Direct. X. If you are poor, consider well of the mercy which that condition may bring you, and let it be your study how to get it sanctified to your good. If men understood and believed that God doth dispose of all for the best, and make them poor to do them good, and considered what that good is which poverty may do them, and made it their chief care to turn it thus to their gain, they would not find it so intolerable a thing, as to seek to cure it by fraud or thievery. Think what a mercy it is, that you are saved from those temptations to over-love the world, which the rich are undone by. And that you are not under those temptations to intemperance, and excess, and pride as they are: and that you have such powerful helps for the mortification of the flesh, and victory over the deceiving world. Improve your poverty, and you will escape these sins.

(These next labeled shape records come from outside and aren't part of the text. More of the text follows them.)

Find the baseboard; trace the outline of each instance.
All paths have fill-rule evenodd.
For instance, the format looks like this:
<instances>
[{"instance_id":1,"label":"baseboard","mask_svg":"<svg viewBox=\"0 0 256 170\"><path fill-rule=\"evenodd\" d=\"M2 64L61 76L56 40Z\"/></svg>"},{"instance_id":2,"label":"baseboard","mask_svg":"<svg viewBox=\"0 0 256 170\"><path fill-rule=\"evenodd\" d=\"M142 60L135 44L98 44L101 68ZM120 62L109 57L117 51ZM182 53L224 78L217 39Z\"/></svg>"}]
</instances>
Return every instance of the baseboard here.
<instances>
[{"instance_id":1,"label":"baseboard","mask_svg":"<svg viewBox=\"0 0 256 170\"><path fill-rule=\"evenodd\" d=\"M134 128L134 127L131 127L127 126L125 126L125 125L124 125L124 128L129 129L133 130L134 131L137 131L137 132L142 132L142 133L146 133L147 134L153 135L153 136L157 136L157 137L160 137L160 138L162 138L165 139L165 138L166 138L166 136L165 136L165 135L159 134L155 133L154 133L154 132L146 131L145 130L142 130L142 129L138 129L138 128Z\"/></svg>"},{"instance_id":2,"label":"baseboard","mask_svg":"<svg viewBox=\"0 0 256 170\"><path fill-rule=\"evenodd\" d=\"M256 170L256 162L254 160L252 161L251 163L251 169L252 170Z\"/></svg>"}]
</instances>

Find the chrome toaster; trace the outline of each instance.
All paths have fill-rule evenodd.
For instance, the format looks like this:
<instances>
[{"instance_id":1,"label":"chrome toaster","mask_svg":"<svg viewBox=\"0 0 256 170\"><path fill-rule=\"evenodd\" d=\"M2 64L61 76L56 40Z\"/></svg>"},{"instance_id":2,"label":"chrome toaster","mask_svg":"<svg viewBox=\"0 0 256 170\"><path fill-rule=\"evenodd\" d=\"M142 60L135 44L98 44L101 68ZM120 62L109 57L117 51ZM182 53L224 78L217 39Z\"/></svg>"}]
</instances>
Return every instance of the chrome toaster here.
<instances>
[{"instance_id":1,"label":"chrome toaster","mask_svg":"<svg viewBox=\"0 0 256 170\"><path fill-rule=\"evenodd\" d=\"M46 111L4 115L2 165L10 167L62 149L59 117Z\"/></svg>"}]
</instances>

Direct. XI. If you are but willing to escape this sin, you may easily do it by a free confession to those whom you have wronged or are tempted to wrong. He that is not willing to forbear his sin, is guilty before God, though he do forbear it. But if you are truly willing, it is easy to abstain. Do not say, that you are willing till necessity pincheth you or you see the bait; for if you are so, you may easily prevent it at that time when you are willing. If ever you are willing indeed, take that opportunity, and if you have wronged any man, go and confess it to him (in the manner I shall afterwards direct). And this will easily prevent it; for shame will engage you, and self-preservation will engage him to take more heed of you. Or, if you have not yet wronged any, but are strongly tempted to it, if you have no other sufficient remedy, go tell him, or some other fit person, that you are tempted to steal and to deceive in such or such a manner, and desire them not to trust you. If you think the shame of such a confession too dear a price to save you from the sin, pretend no more that you are truly willing to forbear it, or that ever you did unfeignedly repent of it.